Alors, je me dresse là, devant les murailles imposantes du silence. Sous les caresses du vent. Je reste là. Muet, figé. Parce que la lumière et la beauté sans forme me pénètrent jusque dans mes profondeurs, me brassent et me transfigurent. Parce qu’il me faut des mots. Des grands mots monstrueusement élargis comme une main prête à porter le monde. Ceux dont je dispose ne sont pas inutiles ; ils sont justes comme de petits bols inaptes à contenir, à exprimer la grande Âme de la vie qui anime toute chose. Qui nous ouvre le cœur par de denses émotions, l’émerveillement.

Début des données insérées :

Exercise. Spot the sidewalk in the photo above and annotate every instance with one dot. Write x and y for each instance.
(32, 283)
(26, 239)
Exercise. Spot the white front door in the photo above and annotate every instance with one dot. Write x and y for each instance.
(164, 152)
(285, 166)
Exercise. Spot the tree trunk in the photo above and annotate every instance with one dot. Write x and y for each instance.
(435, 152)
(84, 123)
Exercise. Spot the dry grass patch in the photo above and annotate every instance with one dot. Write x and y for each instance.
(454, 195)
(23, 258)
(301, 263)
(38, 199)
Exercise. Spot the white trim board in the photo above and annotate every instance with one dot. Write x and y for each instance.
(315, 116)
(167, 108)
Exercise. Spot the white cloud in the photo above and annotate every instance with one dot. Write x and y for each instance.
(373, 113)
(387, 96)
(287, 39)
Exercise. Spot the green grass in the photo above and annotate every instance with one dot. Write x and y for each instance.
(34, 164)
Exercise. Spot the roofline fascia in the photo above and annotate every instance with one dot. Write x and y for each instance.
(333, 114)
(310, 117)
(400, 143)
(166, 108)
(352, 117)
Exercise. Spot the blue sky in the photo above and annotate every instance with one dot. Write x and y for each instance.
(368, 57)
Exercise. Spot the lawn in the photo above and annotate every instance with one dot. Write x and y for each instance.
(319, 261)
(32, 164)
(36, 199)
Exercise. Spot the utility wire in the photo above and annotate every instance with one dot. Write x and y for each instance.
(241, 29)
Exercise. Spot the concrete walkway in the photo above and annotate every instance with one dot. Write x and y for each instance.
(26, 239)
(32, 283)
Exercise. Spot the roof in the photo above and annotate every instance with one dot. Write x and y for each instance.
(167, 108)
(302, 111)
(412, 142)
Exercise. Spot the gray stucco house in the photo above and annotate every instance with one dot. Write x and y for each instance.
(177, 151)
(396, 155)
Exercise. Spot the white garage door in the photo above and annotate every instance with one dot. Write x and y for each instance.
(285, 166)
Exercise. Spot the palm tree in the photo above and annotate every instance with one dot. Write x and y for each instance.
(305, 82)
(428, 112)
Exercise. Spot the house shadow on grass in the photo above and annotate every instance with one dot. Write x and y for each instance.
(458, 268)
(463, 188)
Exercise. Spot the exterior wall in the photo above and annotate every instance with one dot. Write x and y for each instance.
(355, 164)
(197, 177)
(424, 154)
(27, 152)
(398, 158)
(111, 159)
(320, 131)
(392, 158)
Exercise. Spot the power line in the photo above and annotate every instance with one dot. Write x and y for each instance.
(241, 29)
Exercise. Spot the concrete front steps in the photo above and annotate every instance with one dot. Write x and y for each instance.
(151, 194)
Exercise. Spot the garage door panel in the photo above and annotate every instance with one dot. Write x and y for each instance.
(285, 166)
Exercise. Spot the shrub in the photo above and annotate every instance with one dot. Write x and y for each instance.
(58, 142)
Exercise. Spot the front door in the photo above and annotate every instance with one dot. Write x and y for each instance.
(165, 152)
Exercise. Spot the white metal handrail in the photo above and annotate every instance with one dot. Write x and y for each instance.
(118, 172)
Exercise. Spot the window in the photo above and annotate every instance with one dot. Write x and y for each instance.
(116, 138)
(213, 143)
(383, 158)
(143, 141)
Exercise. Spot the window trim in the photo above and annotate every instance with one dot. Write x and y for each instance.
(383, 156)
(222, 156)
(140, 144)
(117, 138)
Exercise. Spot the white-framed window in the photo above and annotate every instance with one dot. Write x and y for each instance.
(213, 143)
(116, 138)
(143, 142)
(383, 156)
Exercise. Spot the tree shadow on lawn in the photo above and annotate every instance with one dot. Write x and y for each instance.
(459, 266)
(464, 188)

Et quand mes pupilles se dilateraient pour contempler au delà de la beauté de la forme, les mystères du fond. Quand mes sens s’aiguiseraient au point où mes perceptions de la vie seraient incroyablement décuplées, je ne serais pas plus apte à mettre en mots les images et les ressentis. Je ne serais pas plus poète. Parce que les mots sont impuissants à exprimer la pureté des vibrations, des émotions, l’émerveillement de l’âme face aux mystères de la vie. Ils le savent. Ils sont à mi-chemin entre la terre et le ciel, le néant et la vie consciente d’elle-même.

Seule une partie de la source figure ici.